Horsham Rural City Council municipal parking strategy to establish a walking culture

PLANS to transform Horsham into a walking town are moving forward. 

Horsham Rural City Council adopted its municipal parking strategy at a meeting on Monday night. 

The council’s planning and economic director Angela Murphy said, in a report to council, the Horsham parking consultative and advisory committee received four submissions. 

The responses were from Business Horsham, the Community Development Team and Horsham residents Robin Barder and Ronald Pannan. 

Ms Murphy said the submissions shaped several additions to the strategy which included covered walkways and incentives to encourage elderly people in the community to park and shop. 

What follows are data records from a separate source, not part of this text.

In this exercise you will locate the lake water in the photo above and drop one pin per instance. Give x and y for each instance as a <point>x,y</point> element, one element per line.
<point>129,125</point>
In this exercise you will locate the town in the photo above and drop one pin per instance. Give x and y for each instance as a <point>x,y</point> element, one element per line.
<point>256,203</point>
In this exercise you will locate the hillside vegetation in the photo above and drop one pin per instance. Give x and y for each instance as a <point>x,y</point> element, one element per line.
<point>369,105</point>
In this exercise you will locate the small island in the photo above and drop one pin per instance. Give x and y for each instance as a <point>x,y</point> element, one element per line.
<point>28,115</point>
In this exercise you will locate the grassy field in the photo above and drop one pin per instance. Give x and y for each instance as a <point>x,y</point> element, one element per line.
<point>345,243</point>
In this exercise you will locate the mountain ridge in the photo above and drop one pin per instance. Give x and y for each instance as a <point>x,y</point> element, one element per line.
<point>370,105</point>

She said the council would also look to improve amenities by increasing shade through street planning, verandahs and shade in the council-owned car parks. 

“[Council will] undertake an audit of accessible [disability] parks to ensure location meets the needs of users, and that the parking spaces meet the requirements of accessibility,” she said. 

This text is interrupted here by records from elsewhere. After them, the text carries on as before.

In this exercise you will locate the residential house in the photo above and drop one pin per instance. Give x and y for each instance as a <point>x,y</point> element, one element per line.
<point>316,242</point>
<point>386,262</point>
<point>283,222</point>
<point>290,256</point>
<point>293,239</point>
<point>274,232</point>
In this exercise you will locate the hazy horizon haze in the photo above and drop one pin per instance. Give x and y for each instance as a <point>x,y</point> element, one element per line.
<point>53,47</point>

“[Council will look to] improve and streamline signage and way finding [and] identify charge point locations for mobility scooters and e-cars.” 

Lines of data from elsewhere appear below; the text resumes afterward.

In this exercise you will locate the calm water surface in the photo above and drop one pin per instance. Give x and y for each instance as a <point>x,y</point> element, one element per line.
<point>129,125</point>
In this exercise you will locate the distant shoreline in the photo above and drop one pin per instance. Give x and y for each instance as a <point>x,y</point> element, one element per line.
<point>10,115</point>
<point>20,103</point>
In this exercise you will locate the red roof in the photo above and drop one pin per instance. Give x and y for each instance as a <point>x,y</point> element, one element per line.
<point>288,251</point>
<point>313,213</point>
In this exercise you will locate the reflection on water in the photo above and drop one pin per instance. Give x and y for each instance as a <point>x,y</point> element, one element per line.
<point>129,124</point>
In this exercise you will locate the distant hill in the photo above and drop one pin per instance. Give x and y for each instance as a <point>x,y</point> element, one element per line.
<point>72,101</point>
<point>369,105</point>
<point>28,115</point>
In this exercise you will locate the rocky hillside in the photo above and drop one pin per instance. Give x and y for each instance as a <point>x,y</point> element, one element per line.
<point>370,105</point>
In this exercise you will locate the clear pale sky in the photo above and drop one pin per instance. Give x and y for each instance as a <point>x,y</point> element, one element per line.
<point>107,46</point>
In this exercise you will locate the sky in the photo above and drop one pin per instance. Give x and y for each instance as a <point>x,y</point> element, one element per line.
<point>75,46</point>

Cr Mark Radford agreed the philosophy of a walking town was great – as long as the council catered to all members of the community. 

“Picking up Mr Pannan’s submission, he clearly asks that there be more disabled parking,” he said. 

“For some folks in our community, walking is not an option and adequate disabled parking is important.

“Currently, the numbers we have are the legal amount – but when we are encouraging the community to walk the walk, we also need to increase the disabled spots in the central business district to make it easier for folks to get in and out of their cars.” 

While the strategy promotes activity and economic growth through walking, Cr Alethea Gulvin said the strategy should have incorporated embracing a cycling community as well. 

“We are encouraging health and wellbeing and the ability to commute to places without using cars,” she said. 

“Where is the community’s ability to park their bikes somewhere safe? Most spaces are not easily recognised.” 

Mayor Pam Clarke said the strategy would help transform Horsham’s central business district into a dynamic area.